Total RNA from stromal cell primary cultures was processed through a two-round RNA amplification procedure done by combining antisense RNA (aRNA) amplification with a template-switching effect, according to a previously described protocol (Wang et al., 2000; Baugh et al., 2001). Three to five micrograms of aRNA was then used in a reverse transcriptase reaction in the presence of Cy3- or Cy5-labeled dCTP (GE Heathcare, Piscataway, NJ, USA) and SuperScript II (Invitrogen). The Hb4A normal epithelial mammary cell line was used as a reference. Hybridizations were done on customized cDNA microarray slides containing 4608 human genes (Brentani et al., 2005) (GEO accession number GPL1930) in a GeneTac Hybridization Station (Genomic Solutions). Dye swap was done for each sample analyzed to control for dye bias. Hybridization was done at 65 ºC. Hybridized arrays were scanned with a confocal laser scanner (Arrayexpress, PerkinElmer Life and Analytical Science Inc., Boston, MA, USA) and the data were recovered with Quantarray software (PerkinElmer). Quantified signals were then submitted to log transformation and to Lowess normalization.

Microarray data analysis

To identify differences among stromal cells from primary tumor, lymph node and bone marrow, data obtained from the three sites were normalized together and only genes present in 100% of the samples were submitted to SAM (significance analysis of microarray) multiclass statistical test using FDR < 0.01. Subsequently, to identify specific differences, differentially expressed genes were further analyzed with the SAM two class test, with FDR < 0.01. Hierarchical clustering based on Euclidian distances and complete linkage was done using the differentially expressed genes, with reliability assessed by the bootstrap technique (TMEV software). Functional analysis was done using the DAVID (Database for Annotation, Visualization and Integrated Discovery) v.6.7 and IPA (Ingenuity Pathway Analysis^©, Ingenuity Systems, Inc.). To identify differences in bone marrow according to the presence of occult cells, we used the HT self-self statistical test for low sample numbers (Vêncio and Koide, 2005).

RT-qPCR

Primer sets were designed using Primer Blast (Table S1). Sequences present in different exons were selected. Quantitative RT-PCR was done using a Power Sybr Green PCR master mix (Applied Biosystems) in an ABI HT 7900 thermo cycler (Applied Biosystems). All samples were tested in duplicate and average values were used for quantification. Relative expression was calculated by the 2^-^ΔΔ^Ct method (Livak and Schmittgen, 2001). The gene PPIA was selected as a reference gene and the Ct average (for the same transcript) of all samples was used as a reference.

Results

Patients

Twenty-seven patients provided written informed consent and were enrolled in the study. Patient age ranged from 40 to 82 years (median: 54 years). According to the clinical stage, the majority (17 patients) were stage II, ten patients were stage III and three were stage I. Sixteen patients had lymph node metastasis at surgery.

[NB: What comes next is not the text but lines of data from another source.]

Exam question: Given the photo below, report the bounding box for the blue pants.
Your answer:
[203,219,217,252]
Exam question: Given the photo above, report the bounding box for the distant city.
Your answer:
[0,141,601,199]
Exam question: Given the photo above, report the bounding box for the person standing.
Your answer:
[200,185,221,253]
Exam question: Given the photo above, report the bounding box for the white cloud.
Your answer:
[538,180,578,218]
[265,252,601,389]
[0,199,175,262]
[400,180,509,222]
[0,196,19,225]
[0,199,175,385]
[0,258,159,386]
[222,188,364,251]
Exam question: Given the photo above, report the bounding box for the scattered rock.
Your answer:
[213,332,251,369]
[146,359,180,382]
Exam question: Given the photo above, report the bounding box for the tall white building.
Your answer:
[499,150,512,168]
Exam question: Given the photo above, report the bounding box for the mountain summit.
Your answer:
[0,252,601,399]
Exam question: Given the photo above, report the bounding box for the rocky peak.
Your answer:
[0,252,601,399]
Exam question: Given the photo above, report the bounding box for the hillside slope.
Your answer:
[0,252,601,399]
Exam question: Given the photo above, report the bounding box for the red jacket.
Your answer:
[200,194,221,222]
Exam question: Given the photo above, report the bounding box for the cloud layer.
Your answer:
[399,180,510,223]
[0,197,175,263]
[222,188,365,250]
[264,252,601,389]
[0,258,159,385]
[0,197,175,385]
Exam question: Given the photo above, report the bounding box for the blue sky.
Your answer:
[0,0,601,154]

Immunohistochemical evaluation of the tumors indicated that five patients were negative for hormonal receptors (estrogen or progesterone receptors), whereas 20 patients were positive for at least one hormonal receptor, 15 patients were negative and ten patients were positive for the ErbB2 receptor; it was not possible to evaluate the receptor status of two patients (Table 1).

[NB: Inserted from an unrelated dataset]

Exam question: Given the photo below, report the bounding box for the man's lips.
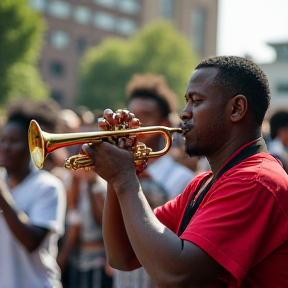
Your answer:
[180,123,192,136]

Influence of occult tumor cells in primary cultures of bone marrow mesenchymal cells

As bone marrow may be a homing organ and a reservoir for disseminated tumor cells in breast cancer, we used nested-PCR to screen bone marrow aspirates for cytokeratin 19 expression, a marker of occult tumor cells. Among eight patients who had bone marrow aspirates collected during surgery, three tested positive for cytokeratin 19 expression (BMMC_3, BMMC_4, BMMC_6, Table 1).

We then examined whether bone marrow mesenchymal cell gene expression was associated with the presence of occult malignant cells in bone marrow. After establishing primary cultures, samples from two patients with lymph node involvement and the presence of occult tumor cells in bone marrow and samples from two patients with no lymph node involvement and a lack of occult tumor cells were selected. Twenty-one differentially expressed genes with a 1.38- to 7.20-fold change in expression were identified and included nine upregulated (PTHLH, TLOC1, NCOA6, C17orf57, ANAPC11, MAST4, POLR3E, CPNE1 and B4GALT5) and 12 downregulated (MRPL2, NAT10, DAP, RNF2, FLOT2, FKBP10, SLIT3, EBNA1BP2, SLC35B2, MICAL2, GPR3 and TSPAN17) genes in bone marrow mesenchymal cells from patients with occult tumor cells. However, none of the selected genes were confirmed as differentially expressed when evaluated by RT-qPCR (data not shown). These results indicate that the presence of occult malignant cells does not significantly affect the molecular characteristics of bone marrow stromal cells.

Gene expression profile of mesenchymal cells from bone marrow, primary tumor and lymph node

Gene expression was initially evaluated using all of the genes represented in the microarray. Comparison of the expression profile of stromal cells from the primary tumor, lymph node and bone marrow of breast cancer patients identified 296 genes that were differentially expressed (SAM multiclass test) (Figure S1). However, since some samples had genes that gave no signal (probably because of methodological errors rather than biological issues) we excluded these genes and reanalyzed the samples. This re-evaluation included only genes present in all of the samples and revealed 267 differentially expressed genes among fibroblasts from different origins. (Table S2, Figure 1A). These genes clustered the samples according to their origin, indicating that differences reflecting the samples origin were more important than differences among individual patients (Figure 1B). To detect specific differences related to the cell origin, a second analysis was done by comparing two groups at a time using the SAM two-class test.

Comparison of fibroblasts obtained from the primary tumor and lymph node identified 20 differentially expressed genes (eight less expressed and 12 more expressed in the primary tumor). When fibroblasts from the primary tumor and bone marrow were compared, 235 differentially expressed genes were observed (101 less expressed and 134 more expressed in bone marrow), and when fibroblasts from lymph node and bone marrow were compared, 245 differentially expressed genes were identified (105 less expressed and 140 more expressed in bone marrow stromal cells) (Table S2). These findings showed that (1) the gene expression profiles of CAFs and N+ were quite similar, (2) the majority of genes were differentially expressed in comparisons of stromal cells from each of these two tumor sites (CAFs and N+) with bone marrow mesenchymal cells, and (3) bone marrow stromal cells had the most differential profile among the three sites (Table S2).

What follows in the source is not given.